Jezuïeten (SJ)
Naam | Jezuïeten (SJ) |
Naamsvarianten |
|
Periode | 1540-1773 en 1814-2011 |
Denominatie | rooms-katholiek |
Org | Missie |
Korte geschiedenis | De orde De orde van de jesuïeten, ook vaak de Sociëteit van Jezus genaamd, werd gesticht in Parijs door de Spaanse edelman Ignatius van Loyola (1493-1556). Paus Paulus III keurde de orde ondanks weerstand in 1540 goed. In de Nederlanden waren de Jezuïeten vanaf 1542 werkzaam. Zij stichtten in de steden colleges, die te vergelijken zijn met gymnasia. In 1592 ving de Hollandse Zending van de Jezuïeten aan. 1773 werd de orde onder druk van Europese vorsten opgeheven. Leden van de orde mochten hun pastorale werk als seculiere priesters onder jurisdictie van de pauselijke nuntius voortzetten. In 1814 werd de orde hersteld door Paus Pius VII. In Nederland ving het herstel in hetzelfde jaar aan. De orde had in Nederland opleidingshuizen (noviciaat, filosofie, theologie en tertiaat), parochies en openbare kerken, college's en retraitehuizen. Bekend waren de scholen in Katwijk, Den Haag en Amsterdam. Het Nederlandse moederhuis was en is gevestigd in het Berchmannianum in Nijmegen
De missie Ned. Indië Al meteen, in 1540, begon de orde met missiearbeid. Franciscus Xaverius (1506-1552) werd als missionaris naar het Verre Oosten gestuurd en reisde de hele Indische archipel door. In 1549 werd een Indische provincie gevormd werd met Xaverius als provinciaal. Onder de VOC werden katholieke geestelijke niet toegelaten tot de onder haar gezag vallende gebieden. Het katholicisme kon zich alleen handhaven op Flores en Timor die formeel onder Portugees gezag vielen. In 1826 vaardigde de congregatie De Propaganda Fide een decreet uit waarin werd bepaald dat de Nederlandse koloniale bezittingen in Indië onder de apostolisch prefect van Batavia vielen. De prefectuur werd verheven tot vicariaat in 1842. In 1858 aanvaardden de Jezuïeten de toewijzing van Indië als missiegebied aan de orde. In 1898 werkten er 51 priesters en 13 broeders, voornamelijk op Java. Vanaf 1893 was de apostolisch-vicaris steeds een lid van de orde.

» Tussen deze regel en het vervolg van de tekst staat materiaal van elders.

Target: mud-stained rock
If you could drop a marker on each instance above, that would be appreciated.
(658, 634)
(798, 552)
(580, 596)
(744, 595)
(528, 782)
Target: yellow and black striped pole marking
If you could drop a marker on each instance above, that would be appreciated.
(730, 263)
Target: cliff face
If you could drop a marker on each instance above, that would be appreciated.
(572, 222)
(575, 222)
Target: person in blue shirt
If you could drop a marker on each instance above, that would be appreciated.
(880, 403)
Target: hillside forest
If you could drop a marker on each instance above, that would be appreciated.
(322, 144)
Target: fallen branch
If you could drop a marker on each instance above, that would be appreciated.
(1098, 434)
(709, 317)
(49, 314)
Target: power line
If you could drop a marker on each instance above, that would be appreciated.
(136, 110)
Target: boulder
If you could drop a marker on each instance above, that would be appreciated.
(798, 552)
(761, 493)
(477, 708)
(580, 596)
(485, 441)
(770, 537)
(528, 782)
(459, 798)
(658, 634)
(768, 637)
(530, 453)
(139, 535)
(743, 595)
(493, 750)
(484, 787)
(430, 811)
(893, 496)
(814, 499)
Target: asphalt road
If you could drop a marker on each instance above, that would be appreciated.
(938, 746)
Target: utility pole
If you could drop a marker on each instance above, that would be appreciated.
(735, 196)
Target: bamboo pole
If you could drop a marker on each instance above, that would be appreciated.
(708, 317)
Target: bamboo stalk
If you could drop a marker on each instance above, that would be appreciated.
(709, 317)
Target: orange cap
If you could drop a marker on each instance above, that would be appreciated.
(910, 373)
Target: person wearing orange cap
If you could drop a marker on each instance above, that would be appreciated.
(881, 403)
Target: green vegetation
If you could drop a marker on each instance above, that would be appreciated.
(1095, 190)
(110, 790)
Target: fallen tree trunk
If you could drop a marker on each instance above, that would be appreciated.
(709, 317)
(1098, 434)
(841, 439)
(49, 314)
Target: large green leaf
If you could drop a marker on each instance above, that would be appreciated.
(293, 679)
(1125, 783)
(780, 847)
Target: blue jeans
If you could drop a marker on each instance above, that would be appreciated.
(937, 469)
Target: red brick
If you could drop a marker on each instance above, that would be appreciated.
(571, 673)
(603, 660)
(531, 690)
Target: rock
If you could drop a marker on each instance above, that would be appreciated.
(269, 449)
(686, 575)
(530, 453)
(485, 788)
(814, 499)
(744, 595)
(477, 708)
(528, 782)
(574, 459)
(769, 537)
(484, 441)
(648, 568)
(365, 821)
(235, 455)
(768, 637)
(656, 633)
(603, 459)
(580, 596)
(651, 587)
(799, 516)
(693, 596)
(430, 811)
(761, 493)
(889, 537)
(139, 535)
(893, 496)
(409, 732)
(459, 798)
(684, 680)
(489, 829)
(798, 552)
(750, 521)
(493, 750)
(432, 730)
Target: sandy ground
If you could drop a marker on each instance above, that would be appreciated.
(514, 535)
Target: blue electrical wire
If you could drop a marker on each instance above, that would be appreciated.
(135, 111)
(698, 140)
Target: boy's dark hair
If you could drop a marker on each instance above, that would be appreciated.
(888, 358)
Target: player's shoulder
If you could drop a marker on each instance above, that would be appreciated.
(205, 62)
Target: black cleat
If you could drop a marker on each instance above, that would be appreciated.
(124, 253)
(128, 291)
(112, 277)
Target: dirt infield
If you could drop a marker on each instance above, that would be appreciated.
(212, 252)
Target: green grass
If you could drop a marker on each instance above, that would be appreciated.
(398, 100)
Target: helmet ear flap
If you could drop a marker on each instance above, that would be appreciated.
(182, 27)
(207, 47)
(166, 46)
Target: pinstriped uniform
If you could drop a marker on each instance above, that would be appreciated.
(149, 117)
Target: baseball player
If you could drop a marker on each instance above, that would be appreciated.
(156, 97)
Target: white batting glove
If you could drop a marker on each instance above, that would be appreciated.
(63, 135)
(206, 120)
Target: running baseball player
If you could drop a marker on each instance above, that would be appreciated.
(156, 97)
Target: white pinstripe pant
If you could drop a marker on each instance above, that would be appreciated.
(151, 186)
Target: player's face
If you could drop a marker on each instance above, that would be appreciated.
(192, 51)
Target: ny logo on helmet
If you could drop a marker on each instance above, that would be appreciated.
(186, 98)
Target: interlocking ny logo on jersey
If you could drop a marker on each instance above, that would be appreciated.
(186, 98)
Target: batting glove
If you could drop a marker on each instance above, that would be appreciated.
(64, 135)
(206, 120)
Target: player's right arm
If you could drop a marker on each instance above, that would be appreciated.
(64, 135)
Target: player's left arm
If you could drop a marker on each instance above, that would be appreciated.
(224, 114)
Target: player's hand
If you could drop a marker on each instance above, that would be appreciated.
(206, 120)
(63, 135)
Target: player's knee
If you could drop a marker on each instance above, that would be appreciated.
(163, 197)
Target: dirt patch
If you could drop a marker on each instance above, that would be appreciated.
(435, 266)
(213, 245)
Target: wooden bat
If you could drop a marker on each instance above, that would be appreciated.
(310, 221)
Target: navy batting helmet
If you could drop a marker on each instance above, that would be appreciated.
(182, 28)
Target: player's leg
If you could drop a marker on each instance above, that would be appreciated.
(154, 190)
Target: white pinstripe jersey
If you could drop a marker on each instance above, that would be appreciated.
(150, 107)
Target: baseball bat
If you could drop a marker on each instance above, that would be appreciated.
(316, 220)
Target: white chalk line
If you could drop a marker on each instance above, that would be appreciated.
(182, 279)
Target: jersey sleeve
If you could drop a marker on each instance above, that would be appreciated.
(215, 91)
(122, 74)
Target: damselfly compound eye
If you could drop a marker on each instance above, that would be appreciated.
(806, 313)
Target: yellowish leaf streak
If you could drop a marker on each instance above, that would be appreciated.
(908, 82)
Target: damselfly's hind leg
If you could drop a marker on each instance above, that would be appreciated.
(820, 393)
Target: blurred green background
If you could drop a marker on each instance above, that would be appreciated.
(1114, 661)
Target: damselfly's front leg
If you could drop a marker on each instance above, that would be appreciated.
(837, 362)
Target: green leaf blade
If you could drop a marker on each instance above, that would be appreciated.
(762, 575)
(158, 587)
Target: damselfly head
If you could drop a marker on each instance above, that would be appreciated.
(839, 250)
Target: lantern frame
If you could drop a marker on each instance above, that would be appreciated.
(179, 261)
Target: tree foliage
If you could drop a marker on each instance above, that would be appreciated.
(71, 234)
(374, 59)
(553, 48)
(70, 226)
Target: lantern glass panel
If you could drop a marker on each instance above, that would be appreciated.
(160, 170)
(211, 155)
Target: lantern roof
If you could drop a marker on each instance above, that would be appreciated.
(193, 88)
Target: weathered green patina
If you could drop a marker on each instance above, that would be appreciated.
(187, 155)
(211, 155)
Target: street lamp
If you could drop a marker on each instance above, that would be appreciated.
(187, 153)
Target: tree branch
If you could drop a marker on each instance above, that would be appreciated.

Van het vicariaat werden vanaf 1902 prefecturen afgesplitst ten behoeve van andere missionerende orden en congregaties. Frans van Lith sj legde de basis voor een nieuw missiebeleid in Nederlands-Indië, gebaseerd op elitevorming door middel van onderwijs aan de eigenlandse bevolking. In 1956 werd de Indonesische viceprovincie van de Jezuïeten zelfstandig (Derix, Brengers van de boodschap, 368-370; Steenbrink, II, 377-383). In 1960 waren Nederlandse Jezuïeten werkzaam in de provincie West-Java in de residentie Jakarta, in de provincie Midden-Java in de residenties Kedoe, Semarang, Koedoes, Rembang en Blora en in de gouvernementen Soerakarta en Jogjakarta.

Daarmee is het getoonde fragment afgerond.